II

2.5K 220 224
                                    

- Nie. Jest rok 2009. Proszę, zobacz - Polska podniósł gruby plik zadrukowanego papieru i wskazał mu linijkę na górze. Dziewiąty czerwca 2009 roku, przeczytał Litwa. Potrząsnął głową.

- Nie pojmuję, żarty sobie ze mnie stroisz? Wczoraj jako prawi chrześcijanie wysłuchaliśmy mszy świętej, ujeżdżali konie, wrócili do domu - do prawdziwego domu naszego - Ukraina podała obiad, potem graliśmy w szachy i oszukiwałeś, a po krótko wieczerzy poszliśmy do łóżka.

Uwierz mi, myślał gorączkowo, to ty wymyślasz bzdury, nie ja.

- A dziś, przebudziwszy się, w niedyspozycyją jakowąś popadłem, a dom mój pusty był jak grób bez ciebie przy moim boku, i wszystko było inne, Korono. Wszystko!

- Kochany, pojechałeś do domu dwa dni temu, mówiąc, że masz nawał roboty w biurze.
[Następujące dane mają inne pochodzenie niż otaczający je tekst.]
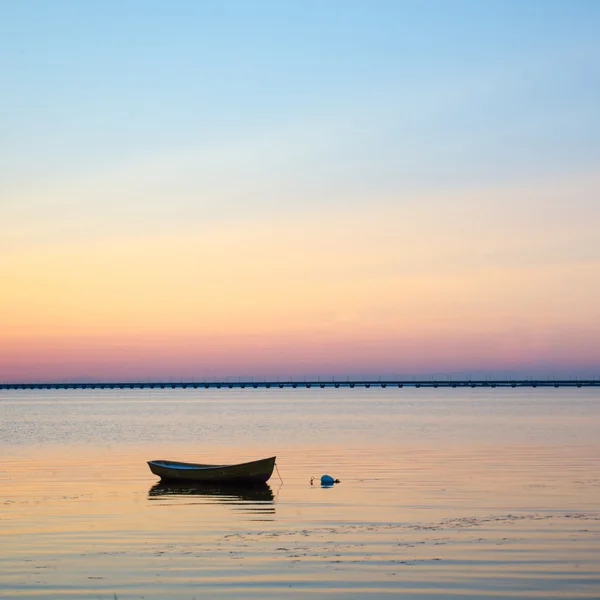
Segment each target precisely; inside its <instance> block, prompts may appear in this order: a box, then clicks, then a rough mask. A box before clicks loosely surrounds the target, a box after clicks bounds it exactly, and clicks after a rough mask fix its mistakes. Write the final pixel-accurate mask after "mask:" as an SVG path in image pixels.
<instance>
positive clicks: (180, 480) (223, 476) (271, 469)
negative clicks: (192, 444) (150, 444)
mask: <svg viewBox="0 0 600 600" xmlns="http://www.w3.org/2000/svg"><path fill="white" fill-rule="evenodd" d="M148 466H149V467H150V470H151V471H152V472H153V473H154V474H155V475H158V476H159V477H160V478H161V480H162V481H203V482H214V483H236V484H237V483H239V484H249V483H250V484H252V483H266V482H267V481H268V480H269V478H270V477H271V475H272V474H273V469H274V468H275V457H274V456H272V457H271V458H263V459H262V460H254V461H252V462H247V463H241V464H238V465H202V464H197V463H184V462H175V461H172V460H150V461H148Z"/></svg>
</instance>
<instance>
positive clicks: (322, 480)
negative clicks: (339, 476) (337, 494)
mask: <svg viewBox="0 0 600 600" xmlns="http://www.w3.org/2000/svg"><path fill="white" fill-rule="evenodd" d="M339 482H340V480H339V479H334V478H333V477H332V476H331V475H323V476H322V477H321V485H324V486H330V485H333V484H334V483H339Z"/></svg>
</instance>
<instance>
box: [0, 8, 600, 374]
mask: <svg viewBox="0 0 600 600" xmlns="http://www.w3.org/2000/svg"><path fill="white" fill-rule="evenodd" d="M599 31H600V2H596V1H594V0H590V1H583V0H569V1H566V0H565V1H560V2H558V1H552V0H529V1H524V0H519V1H508V0H504V1H498V2H493V1H490V2H477V1H475V0H473V1H471V2H463V1H458V0H457V1H446V0H444V1H441V0H440V1H439V2H435V1H422V2H421V1H416V0H415V1H413V2H401V1H390V2H385V1H378V0H376V1H373V2H366V1H360V2H358V1H357V2H353V1H337V2H334V1H327V0H325V1H314V2H312V1H308V2H279V1H278V2H275V1H274V2H262V1H259V2H246V1H239V2H195V1H181V0H180V1H175V2H158V1H141V0H140V1H129V0H119V1H116V0H115V1H105V2H79V1H75V0H73V1H71V2H65V1H60V0H53V1H52V2H44V1H42V0H39V1H33V0H31V1H30V0H23V1H18V2H16V1H14V2H8V1H4V2H0V380H2V381H42V380H43V381H57V380H114V379H121V380H123V379H125V380H136V379H142V380H149V379H154V380H155V379H179V378H186V379H202V378H217V377H218V378H221V377H238V376H242V377H250V376H253V377H270V376H281V377H302V376H305V375H307V376H313V375H335V376H346V375H349V376H361V375H367V374H368V375H396V374H397V375H402V376H410V375H417V374H423V375H453V376H459V375H472V376H483V375H486V374H514V375H529V374H531V375H543V376H553V375H560V376H598V375H600V109H599V107H600V35H599V34H598V32H599Z"/></svg>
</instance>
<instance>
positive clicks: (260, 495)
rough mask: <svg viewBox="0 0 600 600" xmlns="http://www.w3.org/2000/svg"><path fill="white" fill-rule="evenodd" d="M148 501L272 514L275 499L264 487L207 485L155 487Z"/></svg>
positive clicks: (151, 488)
mask: <svg viewBox="0 0 600 600" xmlns="http://www.w3.org/2000/svg"><path fill="white" fill-rule="evenodd" d="M148 497H149V499H150V500H171V499H172V500H175V501H182V500H183V501H184V502H183V503H184V504H228V505H229V506H231V507H232V508H233V509H234V510H240V511H243V512H249V513H253V514H256V513H262V514H273V513H275V496H274V495H273V490H271V487H270V486H269V485H268V484H267V483H256V484H253V485H245V486H241V485H231V484H219V485H215V484H207V483H199V482H189V483H188V482H170V483H157V484H155V485H153V486H152V487H151V488H150V490H149V492H148Z"/></svg>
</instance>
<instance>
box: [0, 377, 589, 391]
mask: <svg viewBox="0 0 600 600" xmlns="http://www.w3.org/2000/svg"><path fill="white" fill-rule="evenodd" d="M404 387H410V388H538V387H540V388H551V387H553V388H574V387H576V388H583V387H600V379H486V380H483V379H476V380H471V379H363V380H352V379H344V380H342V379H339V380H336V379H327V380H325V379H313V380H303V381H295V380H286V381H253V380H247V381H241V380H240V381H168V382H164V381H161V382H142V381H137V382H112V383H106V382H95V383H0V390H119V389H120V390H133V389H141V390H154V389H173V390H175V389H246V388H249V389H259V388H260V389H269V388H276V389H283V388H404Z"/></svg>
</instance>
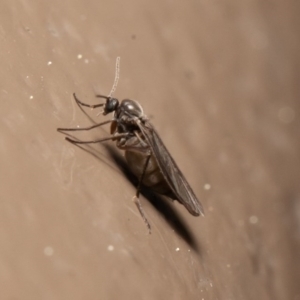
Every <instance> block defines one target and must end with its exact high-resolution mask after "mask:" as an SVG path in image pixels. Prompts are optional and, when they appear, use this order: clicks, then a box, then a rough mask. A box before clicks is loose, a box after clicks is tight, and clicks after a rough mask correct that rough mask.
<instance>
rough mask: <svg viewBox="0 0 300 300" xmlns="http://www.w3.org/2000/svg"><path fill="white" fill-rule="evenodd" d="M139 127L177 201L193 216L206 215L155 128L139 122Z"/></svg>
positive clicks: (192, 191)
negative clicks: (144, 137) (161, 139)
mask: <svg viewBox="0 0 300 300" xmlns="http://www.w3.org/2000/svg"><path fill="white" fill-rule="evenodd" d="M137 125H138V126H139V128H140V130H141V132H142V134H143V135H144V137H145V139H146V141H147V143H148V144H149V146H150V148H151V151H152V153H153V155H154V157H155V159H156V161H157V164H158V166H159V168H160V170H161V172H162V174H163V176H164V178H165V180H166V182H167V183H168V185H169V187H170V188H171V190H172V192H173V193H174V195H175V196H176V197H177V199H176V200H178V201H179V202H180V203H181V204H183V205H184V206H185V207H186V209H187V210H188V211H189V212H190V213H191V214H192V215H194V216H199V215H200V214H201V215H204V211H203V207H202V205H201V204H200V203H199V201H198V199H197V198H196V195H195V194H194V192H193V190H192V188H191V187H190V186H189V184H188V182H187V181H186V179H185V178H184V176H183V174H182V173H181V171H180V170H179V168H178V167H177V165H176V163H175V161H174V159H173V158H172V156H171V155H170V153H169V151H168V150H167V148H166V146H165V145H164V143H163V142H162V140H161V139H160V137H159V135H158V133H157V132H156V131H155V129H154V127H153V126H152V125H151V123H150V122H149V121H145V122H144V123H142V122H138V123H137Z"/></svg>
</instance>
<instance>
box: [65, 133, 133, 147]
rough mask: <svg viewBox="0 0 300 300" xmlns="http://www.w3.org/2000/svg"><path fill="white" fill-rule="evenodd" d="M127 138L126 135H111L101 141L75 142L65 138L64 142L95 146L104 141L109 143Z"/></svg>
mask: <svg viewBox="0 0 300 300" xmlns="http://www.w3.org/2000/svg"><path fill="white" fill-rule="evenodd" d="M126 136H128V133H120V134H116V135H112V136H110V137H107V138H103V139H99V140H93V141H76V140H73V139H70V138H69V137H66V140H67V141H68V142H70V143H72V144H75V145H76V144H96V143H102V142H104V141H109V140H115V139H118V138H121V137H126Z"/></svg>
Zadzwoniłeś wczoraj wieczór, żeby pogawędzić, tak coś około dziesiątej. I niby od kiedy oszukuję w szachach?

Litwa założył ręce.

- O tak późnej godzinie z nikim bym konwersacyj nie prowadził. Położyliśmy się o zwyczajnej porze, zbliżyliśmy się do siebie, zasnęliśmy - co?

Polska patrzył na niego jeszcze dziwniej niż przedtem.

- Nic - powiedział. - Po prostu zazwyczaj nie opowiadasz tak wprost o... tych rzeczach. - Wyciągnął rękę, żeby pociągnąć Litwę za kosmyk włosów za uchem. - Powiedz mi, że żartujesz, Licia.

- Przysięgam, że nie - powiedział Litwa, chwytając go za dłoń.. - Pomóż mi przywrócić wszystko do normalności.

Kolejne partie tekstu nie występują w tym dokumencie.